Kericuhan Popnas XVII di DKI Jakarta, Dipicu Dugaan Kecurangan terhadap Atlet Pencak Silat Bengkulu

Jakarta, Tintabangsa.com- Pekan Olahraga Pelajar Nasional (Popnas) XVII dan Pekan Paralimpik Pelajar Nasional (Peparpenas) XI 2025 yang digelar oleh Kementerian Pemuda dan Olahraga Republik Indonesia (Kemenpora RI) di Jakarta sempat diwarnai ketegangan. Pasalnya, atlet pencak silat dari kontingen Bengkulu mengklaim telah dirugikan akibat dugaan kecurangan yang dilakukan panitia penyelenggara bersama juri saat perebutan medali emas.

Atlet Bengkulu merasa dirampas atas haknya, menyebutkan bahwa keputusan juri dalam pertandingan final cabang olahraga pencak silat tersebut tidak adil. Hal ini menimbulkan kekecewaan mendalam karena mencederai semangat sportivitas di ajang nasional yang seharusnya mendukung kompetisi yang sehat dan transparan.

Sekretaris Dinas Pemuda dan Olahraga (Dispora) Provinsi Bengkulu sekaligus Ketua Kontingen, Mike Van Hope, mengungkapkan bahwa kejadian ini menimpa salah satu atlet mereka yang pernah menorehkan prestasi internasional berupa medali emas di Dubai. Namun, pada final Popnas kali ini, harapan untuk kembali meraih juara pupus karena keputusan juri yang dinilai tidak obyektif.
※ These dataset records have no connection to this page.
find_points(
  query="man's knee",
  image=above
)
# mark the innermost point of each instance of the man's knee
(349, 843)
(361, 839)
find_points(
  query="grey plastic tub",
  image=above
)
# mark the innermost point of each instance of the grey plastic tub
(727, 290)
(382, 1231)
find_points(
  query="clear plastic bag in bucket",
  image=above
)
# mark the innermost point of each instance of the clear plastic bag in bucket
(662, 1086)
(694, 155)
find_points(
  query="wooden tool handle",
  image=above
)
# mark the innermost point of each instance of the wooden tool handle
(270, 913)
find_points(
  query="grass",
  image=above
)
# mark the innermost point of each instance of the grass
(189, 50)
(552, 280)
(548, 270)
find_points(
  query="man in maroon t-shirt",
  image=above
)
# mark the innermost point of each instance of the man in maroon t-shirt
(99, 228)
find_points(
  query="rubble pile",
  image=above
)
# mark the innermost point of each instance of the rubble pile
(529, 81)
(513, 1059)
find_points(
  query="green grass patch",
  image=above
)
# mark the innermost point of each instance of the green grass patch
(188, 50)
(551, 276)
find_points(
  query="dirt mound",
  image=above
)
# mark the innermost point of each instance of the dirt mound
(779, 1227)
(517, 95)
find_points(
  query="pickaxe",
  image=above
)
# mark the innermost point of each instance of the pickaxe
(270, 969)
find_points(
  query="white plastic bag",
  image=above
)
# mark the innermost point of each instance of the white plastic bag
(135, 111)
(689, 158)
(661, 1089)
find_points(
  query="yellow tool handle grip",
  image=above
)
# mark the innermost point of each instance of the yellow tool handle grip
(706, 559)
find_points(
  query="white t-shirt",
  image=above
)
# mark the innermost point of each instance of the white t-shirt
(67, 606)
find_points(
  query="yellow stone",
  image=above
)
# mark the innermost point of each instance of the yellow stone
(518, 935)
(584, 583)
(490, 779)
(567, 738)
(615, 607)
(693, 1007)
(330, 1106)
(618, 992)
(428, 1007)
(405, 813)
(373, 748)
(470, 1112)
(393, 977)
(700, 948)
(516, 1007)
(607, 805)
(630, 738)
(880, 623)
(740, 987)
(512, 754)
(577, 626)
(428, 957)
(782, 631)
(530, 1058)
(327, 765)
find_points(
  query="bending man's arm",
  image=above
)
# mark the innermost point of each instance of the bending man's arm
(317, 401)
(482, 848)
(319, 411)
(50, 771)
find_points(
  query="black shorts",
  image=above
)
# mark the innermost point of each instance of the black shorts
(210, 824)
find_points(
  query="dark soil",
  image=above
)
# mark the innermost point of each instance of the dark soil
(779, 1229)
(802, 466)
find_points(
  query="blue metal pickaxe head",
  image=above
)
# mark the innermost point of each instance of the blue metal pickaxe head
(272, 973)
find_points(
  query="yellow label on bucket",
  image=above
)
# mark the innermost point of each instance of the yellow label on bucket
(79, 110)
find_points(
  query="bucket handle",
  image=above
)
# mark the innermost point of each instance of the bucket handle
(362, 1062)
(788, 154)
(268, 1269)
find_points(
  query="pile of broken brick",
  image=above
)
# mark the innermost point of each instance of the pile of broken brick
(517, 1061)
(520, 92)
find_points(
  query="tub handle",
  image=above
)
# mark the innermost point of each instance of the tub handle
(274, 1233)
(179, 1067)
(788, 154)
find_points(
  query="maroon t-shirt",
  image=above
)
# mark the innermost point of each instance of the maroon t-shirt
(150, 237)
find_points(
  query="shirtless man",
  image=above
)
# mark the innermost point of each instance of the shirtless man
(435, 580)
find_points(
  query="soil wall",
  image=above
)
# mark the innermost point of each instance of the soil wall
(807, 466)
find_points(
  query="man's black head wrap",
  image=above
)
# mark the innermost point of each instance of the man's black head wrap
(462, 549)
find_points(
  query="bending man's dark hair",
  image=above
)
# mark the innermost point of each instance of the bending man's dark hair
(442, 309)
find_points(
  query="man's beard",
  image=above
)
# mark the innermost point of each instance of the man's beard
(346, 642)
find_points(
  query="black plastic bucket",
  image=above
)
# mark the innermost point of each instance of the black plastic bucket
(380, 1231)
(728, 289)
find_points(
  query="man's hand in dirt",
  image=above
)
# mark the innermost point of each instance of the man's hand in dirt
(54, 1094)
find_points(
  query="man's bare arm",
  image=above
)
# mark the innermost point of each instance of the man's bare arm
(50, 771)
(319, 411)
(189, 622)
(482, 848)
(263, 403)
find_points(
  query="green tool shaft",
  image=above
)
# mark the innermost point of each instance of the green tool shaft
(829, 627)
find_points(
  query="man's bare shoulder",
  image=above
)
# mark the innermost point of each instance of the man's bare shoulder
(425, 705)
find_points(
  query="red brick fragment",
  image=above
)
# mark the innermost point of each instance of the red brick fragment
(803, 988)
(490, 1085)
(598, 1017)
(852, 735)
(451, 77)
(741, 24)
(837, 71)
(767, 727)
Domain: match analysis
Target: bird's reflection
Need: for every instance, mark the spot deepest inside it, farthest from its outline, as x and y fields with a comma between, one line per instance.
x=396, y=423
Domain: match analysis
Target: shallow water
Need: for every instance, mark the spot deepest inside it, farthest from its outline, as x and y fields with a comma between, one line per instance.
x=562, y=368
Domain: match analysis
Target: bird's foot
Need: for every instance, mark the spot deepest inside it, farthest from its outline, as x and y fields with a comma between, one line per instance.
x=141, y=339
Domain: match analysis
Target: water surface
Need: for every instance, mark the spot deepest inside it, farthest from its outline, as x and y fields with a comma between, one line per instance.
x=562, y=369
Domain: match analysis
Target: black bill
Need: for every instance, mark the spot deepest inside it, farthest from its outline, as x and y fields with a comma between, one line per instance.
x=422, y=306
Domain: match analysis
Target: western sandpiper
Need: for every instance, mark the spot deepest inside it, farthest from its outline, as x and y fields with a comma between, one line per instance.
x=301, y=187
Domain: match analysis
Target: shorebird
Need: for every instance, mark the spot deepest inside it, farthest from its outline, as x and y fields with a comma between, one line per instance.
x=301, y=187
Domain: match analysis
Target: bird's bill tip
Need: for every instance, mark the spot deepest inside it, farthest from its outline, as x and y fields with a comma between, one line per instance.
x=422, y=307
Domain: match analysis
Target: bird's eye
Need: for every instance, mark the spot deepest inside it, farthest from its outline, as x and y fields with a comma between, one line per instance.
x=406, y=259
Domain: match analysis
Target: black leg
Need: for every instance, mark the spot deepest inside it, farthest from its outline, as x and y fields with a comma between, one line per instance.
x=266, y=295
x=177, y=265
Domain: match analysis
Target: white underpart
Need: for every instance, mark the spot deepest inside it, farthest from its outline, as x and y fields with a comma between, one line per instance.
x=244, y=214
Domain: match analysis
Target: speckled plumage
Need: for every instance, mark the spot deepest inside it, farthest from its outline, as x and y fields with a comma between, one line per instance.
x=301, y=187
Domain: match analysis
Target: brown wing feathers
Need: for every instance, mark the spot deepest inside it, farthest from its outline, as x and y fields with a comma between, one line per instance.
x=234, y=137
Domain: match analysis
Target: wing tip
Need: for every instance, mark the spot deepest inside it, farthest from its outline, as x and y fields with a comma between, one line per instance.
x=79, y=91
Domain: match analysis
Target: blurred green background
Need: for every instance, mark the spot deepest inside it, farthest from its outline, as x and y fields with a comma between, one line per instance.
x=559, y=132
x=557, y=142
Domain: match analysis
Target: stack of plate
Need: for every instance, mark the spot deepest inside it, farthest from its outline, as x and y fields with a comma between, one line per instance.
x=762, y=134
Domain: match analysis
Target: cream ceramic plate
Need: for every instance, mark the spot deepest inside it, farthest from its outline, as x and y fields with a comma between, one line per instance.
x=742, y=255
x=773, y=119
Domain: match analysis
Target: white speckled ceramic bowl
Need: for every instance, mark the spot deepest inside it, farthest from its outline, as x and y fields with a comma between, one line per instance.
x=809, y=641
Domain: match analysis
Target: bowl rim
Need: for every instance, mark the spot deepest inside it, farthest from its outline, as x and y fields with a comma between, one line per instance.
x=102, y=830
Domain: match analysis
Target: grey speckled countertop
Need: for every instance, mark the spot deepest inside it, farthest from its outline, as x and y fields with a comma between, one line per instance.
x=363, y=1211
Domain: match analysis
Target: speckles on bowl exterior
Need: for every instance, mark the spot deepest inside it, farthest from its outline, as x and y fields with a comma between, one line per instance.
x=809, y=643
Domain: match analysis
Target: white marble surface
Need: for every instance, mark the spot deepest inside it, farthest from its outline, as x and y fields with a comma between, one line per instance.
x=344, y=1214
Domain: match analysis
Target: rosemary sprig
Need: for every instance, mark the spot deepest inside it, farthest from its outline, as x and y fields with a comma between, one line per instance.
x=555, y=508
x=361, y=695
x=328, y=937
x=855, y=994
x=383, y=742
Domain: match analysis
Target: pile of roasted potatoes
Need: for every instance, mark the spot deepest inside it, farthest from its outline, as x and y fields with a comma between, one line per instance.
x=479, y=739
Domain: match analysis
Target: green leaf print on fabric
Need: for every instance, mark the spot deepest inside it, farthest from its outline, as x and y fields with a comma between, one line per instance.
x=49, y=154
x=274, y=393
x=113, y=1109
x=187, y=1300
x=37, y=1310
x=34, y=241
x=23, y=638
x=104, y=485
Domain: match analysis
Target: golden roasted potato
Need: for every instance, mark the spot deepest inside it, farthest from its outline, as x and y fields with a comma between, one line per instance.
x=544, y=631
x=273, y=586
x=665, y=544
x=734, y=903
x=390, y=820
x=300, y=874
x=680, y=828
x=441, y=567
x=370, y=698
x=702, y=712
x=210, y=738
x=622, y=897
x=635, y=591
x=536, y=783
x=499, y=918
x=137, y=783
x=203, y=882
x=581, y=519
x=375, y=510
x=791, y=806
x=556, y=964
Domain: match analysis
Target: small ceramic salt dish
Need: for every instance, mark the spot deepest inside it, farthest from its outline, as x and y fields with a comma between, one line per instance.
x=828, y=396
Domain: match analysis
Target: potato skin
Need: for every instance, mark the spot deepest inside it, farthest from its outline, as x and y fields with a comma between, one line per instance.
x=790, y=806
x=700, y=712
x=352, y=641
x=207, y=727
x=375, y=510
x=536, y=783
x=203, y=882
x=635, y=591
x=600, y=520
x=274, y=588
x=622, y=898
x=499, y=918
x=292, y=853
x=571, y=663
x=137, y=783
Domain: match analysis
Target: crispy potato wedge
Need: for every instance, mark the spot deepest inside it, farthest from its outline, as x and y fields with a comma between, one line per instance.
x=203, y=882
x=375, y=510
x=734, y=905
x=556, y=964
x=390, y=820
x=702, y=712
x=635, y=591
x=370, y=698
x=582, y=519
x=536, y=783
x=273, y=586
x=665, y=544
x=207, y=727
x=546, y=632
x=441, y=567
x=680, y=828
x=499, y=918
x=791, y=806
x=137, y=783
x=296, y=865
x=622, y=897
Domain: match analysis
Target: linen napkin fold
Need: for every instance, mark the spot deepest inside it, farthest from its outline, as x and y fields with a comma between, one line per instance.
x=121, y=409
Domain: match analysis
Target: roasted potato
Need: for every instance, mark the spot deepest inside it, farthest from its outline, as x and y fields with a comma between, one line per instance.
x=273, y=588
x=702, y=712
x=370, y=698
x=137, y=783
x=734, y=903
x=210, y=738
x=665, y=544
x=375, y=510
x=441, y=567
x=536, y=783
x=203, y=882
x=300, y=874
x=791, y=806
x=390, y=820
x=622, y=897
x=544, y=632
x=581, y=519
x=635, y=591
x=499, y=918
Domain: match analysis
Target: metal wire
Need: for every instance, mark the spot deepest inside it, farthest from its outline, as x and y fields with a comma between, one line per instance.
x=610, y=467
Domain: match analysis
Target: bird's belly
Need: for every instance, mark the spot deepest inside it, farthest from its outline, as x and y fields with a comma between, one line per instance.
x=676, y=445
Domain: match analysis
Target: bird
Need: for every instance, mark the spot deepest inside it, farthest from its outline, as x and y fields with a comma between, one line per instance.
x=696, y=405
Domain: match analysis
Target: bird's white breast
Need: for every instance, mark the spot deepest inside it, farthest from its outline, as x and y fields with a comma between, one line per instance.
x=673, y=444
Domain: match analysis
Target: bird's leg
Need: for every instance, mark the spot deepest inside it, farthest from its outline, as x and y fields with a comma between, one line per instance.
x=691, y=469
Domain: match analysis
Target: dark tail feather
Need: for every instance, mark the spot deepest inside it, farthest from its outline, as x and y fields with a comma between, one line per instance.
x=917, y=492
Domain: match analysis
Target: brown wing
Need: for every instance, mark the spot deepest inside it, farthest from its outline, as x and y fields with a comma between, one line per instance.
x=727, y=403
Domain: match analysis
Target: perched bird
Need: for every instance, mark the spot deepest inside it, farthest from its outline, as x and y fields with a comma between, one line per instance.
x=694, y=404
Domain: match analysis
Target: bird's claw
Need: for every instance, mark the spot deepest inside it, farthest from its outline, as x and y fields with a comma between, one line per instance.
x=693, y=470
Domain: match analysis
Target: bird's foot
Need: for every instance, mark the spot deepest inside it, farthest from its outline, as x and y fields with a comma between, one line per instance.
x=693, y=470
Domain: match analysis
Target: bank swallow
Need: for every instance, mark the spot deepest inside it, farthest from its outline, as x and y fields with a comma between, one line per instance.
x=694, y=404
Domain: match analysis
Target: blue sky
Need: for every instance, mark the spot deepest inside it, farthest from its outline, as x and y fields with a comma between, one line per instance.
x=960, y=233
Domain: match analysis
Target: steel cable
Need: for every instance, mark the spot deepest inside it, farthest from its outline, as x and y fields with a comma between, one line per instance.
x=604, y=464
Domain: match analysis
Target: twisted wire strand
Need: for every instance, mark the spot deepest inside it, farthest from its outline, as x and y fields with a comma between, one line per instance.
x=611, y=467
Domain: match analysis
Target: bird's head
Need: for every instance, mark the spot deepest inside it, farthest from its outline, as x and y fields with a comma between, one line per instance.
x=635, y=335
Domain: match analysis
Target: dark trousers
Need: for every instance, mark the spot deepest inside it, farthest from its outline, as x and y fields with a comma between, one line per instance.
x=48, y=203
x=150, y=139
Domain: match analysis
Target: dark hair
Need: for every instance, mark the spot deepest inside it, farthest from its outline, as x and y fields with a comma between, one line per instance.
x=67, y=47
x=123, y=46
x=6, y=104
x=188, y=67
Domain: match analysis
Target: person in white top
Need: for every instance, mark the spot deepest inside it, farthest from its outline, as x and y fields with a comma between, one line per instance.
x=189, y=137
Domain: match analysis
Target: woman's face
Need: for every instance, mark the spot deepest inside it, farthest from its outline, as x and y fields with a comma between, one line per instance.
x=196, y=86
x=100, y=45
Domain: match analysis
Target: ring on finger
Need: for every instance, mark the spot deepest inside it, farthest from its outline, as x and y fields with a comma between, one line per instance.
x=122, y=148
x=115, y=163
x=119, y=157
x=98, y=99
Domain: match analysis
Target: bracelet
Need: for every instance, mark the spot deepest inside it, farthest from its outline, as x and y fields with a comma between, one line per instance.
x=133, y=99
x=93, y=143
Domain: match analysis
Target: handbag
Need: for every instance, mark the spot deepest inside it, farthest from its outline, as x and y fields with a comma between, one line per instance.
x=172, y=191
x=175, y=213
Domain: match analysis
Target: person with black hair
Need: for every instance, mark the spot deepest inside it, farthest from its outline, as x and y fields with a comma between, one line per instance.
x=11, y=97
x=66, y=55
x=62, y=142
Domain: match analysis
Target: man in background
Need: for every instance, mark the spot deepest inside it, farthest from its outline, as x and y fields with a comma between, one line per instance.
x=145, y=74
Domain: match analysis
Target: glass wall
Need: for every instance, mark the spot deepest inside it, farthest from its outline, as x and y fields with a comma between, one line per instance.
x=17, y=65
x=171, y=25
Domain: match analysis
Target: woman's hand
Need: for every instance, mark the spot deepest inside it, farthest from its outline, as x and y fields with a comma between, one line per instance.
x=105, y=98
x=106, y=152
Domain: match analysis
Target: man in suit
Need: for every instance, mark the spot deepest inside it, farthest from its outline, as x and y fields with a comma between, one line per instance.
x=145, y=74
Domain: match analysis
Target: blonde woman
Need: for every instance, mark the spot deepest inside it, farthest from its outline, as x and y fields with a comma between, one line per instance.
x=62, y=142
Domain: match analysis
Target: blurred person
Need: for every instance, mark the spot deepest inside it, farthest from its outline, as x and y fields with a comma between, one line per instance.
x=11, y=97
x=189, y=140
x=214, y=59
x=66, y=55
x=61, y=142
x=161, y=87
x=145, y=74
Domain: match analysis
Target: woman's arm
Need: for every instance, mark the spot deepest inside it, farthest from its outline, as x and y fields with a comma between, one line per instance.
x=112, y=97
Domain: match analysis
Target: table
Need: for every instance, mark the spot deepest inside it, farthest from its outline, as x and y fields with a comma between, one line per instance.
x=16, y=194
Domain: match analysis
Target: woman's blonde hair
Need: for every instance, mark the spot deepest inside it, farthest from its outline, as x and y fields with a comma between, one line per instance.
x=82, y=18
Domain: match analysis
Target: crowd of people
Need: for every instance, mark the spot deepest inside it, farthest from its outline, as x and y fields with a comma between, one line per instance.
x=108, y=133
Mike menjelaskan bahwa pihaknya langsung melayangkan protes resmi setelah pertandingan selesai, tetapi prosesnya justru menghadirkan serangkaian kejanggalan. Ia mengungkapkan bahwa panitia meminta sejumlah uang—tiga juta rupiah—hanya untuk mengajukan protes. Setelah syarat tersebut dipenuhi, barulah kontingen Bengkulu diizinkan memasuki ruang evaluasi untuk menonton ulang rekaman pertandingan.

Berdasarkan tayangan ulang, tampak jelas bahwa tendangan lawan, yang sebelumnya dinilai sah oleh juri sebagai poin tambahan, sebenarnya telah sukses ditangkis oleh pesilat Bengkulu. Dalam aturan pencak silat, tendangan yang berhasil ditangkis tidak seharusnya dihitung sebagai poin. Namun demikian, juri tetap memberikan nilai atas tindakan tersebut sebagai serangan yang sah.

Tidak hanya itu, Mike juga memaparkan adanya kejanggalan pada sistem penilaian elektronik dalam pertandingan. Rekaman pertandingan menunjukkan adanya jeda waktu sekitar tiga detik antara momen pemberian nilai oleh wasit hingga munculnya angka di layar monitor. Ternyata, ditemukan bahwa salah satu juri pinggir secara manual menekan tombol penilaian sesudah aksi selesai. Hal tersebut membuat pihak Bengkulu merasa dirugikan akibat intervensi di luar prosedur.

Mike menambahkan bahwa ketika pihaknya hendak mengajukan banding lanjutan atas hasil pertandingan, panitia kembali meminta biaya tambahan sebesar lima juta rupiah. Kondisi ini semakin memperkuat kecurigaan adanya praktik yang tidak profesional dalam penyelenggaraan acara tersebut.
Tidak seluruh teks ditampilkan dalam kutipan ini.